ADNOC’s joint venture with the Linde Group, the arrival of the first shipment of ammonia from the UAE in October 2022 to the port of Hamburg, ADNOC’s agreement for supplying (LNG) with the German company RWE, Wintershall’s presence in Emirates Gas, Siemens’ presence in the Dubai Solar Park, LNG contract, joint investment in the Baltic Sea offshore wind farm are an important part of the development of energy cooperation projects.

Along with the strength of Germany’s industrial base, the UAE is a key and ideal financial and commercial center for business and investment in light of the “50 goals” and Vision 2071.

Therefore, it is important to discover business opportunities in new economic sectors, and diversify investment exchanges.

Following the visit of the German Chancellor in 2022, the German business community in the UAE has grown and the UAE is home to around 1,200 German companies and around 25,000 German citizens in the UAE. The UAE is also becoming a popular travel destination for German tourists.

Apart from Abu Dhabi’s industrial strategy, and its relevance to Germany, more than 60 projects in energy, oil and gas, petrochemical, health care, aerospace, industry, smart factory, sustainability, food and water, data, information, human resources, renewable energy, digitization, and business models strengthening investment exchanges, food security, technology, transportation and logistics are of interest to both sides.
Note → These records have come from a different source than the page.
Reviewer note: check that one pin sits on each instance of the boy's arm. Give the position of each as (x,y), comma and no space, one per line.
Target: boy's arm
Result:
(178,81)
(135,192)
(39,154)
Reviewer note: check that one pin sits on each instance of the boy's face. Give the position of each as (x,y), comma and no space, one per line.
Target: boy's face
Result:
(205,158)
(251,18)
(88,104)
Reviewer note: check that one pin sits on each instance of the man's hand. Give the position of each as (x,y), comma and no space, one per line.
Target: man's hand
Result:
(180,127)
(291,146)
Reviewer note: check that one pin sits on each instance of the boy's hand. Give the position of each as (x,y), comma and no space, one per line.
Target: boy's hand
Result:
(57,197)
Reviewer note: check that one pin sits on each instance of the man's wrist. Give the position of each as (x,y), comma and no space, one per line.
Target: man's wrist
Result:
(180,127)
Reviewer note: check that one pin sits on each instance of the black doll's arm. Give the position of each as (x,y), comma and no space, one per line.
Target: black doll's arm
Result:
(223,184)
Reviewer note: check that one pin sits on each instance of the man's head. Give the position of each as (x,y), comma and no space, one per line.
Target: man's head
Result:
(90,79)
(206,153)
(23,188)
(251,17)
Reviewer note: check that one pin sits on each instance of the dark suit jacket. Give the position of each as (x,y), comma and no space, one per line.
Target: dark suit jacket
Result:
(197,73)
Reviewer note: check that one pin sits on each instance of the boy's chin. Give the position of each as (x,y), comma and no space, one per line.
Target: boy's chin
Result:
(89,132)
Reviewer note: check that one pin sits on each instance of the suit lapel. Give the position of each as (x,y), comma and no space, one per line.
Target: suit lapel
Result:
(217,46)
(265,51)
With the efforts of structures such as the Joint Council of Industry and Commerce of the Emirates of Germany (AHK), the value of German investments in the UAE exceeded €2.37 billion at the end of 2020. The volume of UAE investment in Germany has reached € 1.1 billion by the end of 2021. In 2021, Germany exported €7.71 billion to the United Arab Emirates. In 2021, the United Arab Emirates exported €1.1 billion to Germany.

The volume of non-oil trade between the United Arab Emirates and Germany in 2022 was close to €8.77 billion. The UAE’s export share of that is approximately €310 million. Germany is the UAE’s second-largest trading partner in the European Union, while the UAE accounts for 45% of Germany’s trade with the GCC.

The top exports of Germany to the United Arab Emirates were autos, trams, machinery, nuclear reactors, boilers, electrical and electronic equipment, aircraft, spacecraft, and pharmaceutical products. In August 2023, the top exports of Germany to the UAE were autos and motor caravans, pharmaceutical products, machinery for electricity production and distribution, aircraft, and other machinery. In August 2023 the top imports of Germany from the United Arab Emirates were aluminium and aluminium alloys, incl. waste, aircraft, machinery for electricity production and  distribution, and mineral oil products.

Germany-GCC Vision

Paying attention to democratization processes, and reforms in the GCC and encouraging young civil society actors to respect human rights is part of Germany’s concern. Therefore, challenges such as violation of human rights and insufficient rights of migrant workers are a problem in the relations between Germany and the GCC. The GCC condemned the statements of the German Foreign Minister regarding the 2022 World Cup in Qatar. Military export also sometimes faces challenges.

The Carbon Border Adjustment Mechanism (CBAM) has affected some key GCC exports such as steel, aluminum, fertilizer, and cement. However, Germany has no colonial past in the GCC and its soft power and technological position in the region is good.

Considering various political, security, geopolitical, economic, and social variables, it appears that the GCC’s trade position with Germany will be strengthened and Germany’s presence in the economic field will be strengthened in the GCC. The complementarity of the economy, and the existence of common opportunities and threats such as innovation, can strengthen Berlin’s attention to strengthening relations.